Raíces es, sin duda, una de sus obras intimistas más logradas, de seguro impacto leída o representada. La joven Beatie Bryant ha conocido en Londres a un muchacho que la ha llenado de esperanza, de renovadas ilusiones. Junto a su familia de labriegos, ciertamente primitiva, exhausta con su trabajo cotidiano, asombrada a ratos, a ratos indiferente ante el caudal de información que sale de la boca de la eufórica muchacha, constantemente apostillando: «Ronnie dice, Ronnie piensa, Ronnie cree…». Pero el tan esperado le da plantón y el revulsivo en lugar de hacerla polvo le permite renacer porque entonces, sin siquiera planteárselo, ya no es Ronnie quien dice, sino ella misma, con su propio empuje, su propia necesidad de conocimiento y libertad.

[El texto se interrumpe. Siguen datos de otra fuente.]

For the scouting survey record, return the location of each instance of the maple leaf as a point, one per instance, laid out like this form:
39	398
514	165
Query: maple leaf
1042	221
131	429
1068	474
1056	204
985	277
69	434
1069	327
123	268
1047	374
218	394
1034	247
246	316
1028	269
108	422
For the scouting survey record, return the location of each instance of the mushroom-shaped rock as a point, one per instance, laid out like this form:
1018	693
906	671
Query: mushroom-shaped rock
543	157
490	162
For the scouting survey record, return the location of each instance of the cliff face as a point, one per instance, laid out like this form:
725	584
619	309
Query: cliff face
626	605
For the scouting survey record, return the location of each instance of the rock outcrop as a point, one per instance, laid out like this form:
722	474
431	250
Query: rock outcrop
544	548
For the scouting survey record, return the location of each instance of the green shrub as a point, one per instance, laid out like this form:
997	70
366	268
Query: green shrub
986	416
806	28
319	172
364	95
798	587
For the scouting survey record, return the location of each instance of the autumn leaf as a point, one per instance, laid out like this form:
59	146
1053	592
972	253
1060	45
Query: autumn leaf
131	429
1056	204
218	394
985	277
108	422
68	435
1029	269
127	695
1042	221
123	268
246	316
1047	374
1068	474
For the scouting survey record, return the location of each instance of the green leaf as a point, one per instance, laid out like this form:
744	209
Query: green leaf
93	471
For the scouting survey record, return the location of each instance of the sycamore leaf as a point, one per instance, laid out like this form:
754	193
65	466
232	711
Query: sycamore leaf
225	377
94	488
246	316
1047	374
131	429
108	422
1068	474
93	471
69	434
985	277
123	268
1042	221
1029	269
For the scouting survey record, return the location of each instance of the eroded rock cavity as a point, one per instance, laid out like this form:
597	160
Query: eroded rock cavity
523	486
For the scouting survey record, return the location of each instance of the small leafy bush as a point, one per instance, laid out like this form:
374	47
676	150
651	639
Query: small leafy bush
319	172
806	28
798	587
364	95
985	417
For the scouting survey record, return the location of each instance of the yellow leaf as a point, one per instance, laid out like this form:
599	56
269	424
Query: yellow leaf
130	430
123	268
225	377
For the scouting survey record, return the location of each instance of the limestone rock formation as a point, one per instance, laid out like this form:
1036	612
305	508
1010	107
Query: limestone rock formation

En España, el hombre de teatro (autor y director) que más se interesó por Arnold Wesker fue José Luis Alonso de Santos, y lo hizo a través de La cocina. Realizó una adaptación, Nuestra cocina, con alumnos del Real Conservatorio de Arte Dramático (RESAD) en 1992. Más tarde superó esta influencia con una magnífica creación la-cena-de-los-generalesabsolutamente personal, heredada del envión de Wesker: La cena de los generales, dirigida por Miguel Narros, con un elenco de 20 intérpretes: días después del final de la guerra civil, Franco ordena una cena en el Palace dispuesto a agradecer a sus generales el valiente e incondicional apoyo prestado. Pero resulta que en el gran hotel no hay cocineros, solamente se puede contar con camareros franquistas o falangistas (que también se enfrentan entre sí); los cocineros han sido encarcelados o ejecutados. El delegado militar que va a organizar la cena es el teniente Medina (Juanjo Cucalón) que ha de enfrentarse con el maitre Genaro (Sancho Gracia), un tipo de carácter que reprime como puede su roja manera de entender las cosas. Una tragicomedia montada con brío de vodevil por el maestro Miguel Narros.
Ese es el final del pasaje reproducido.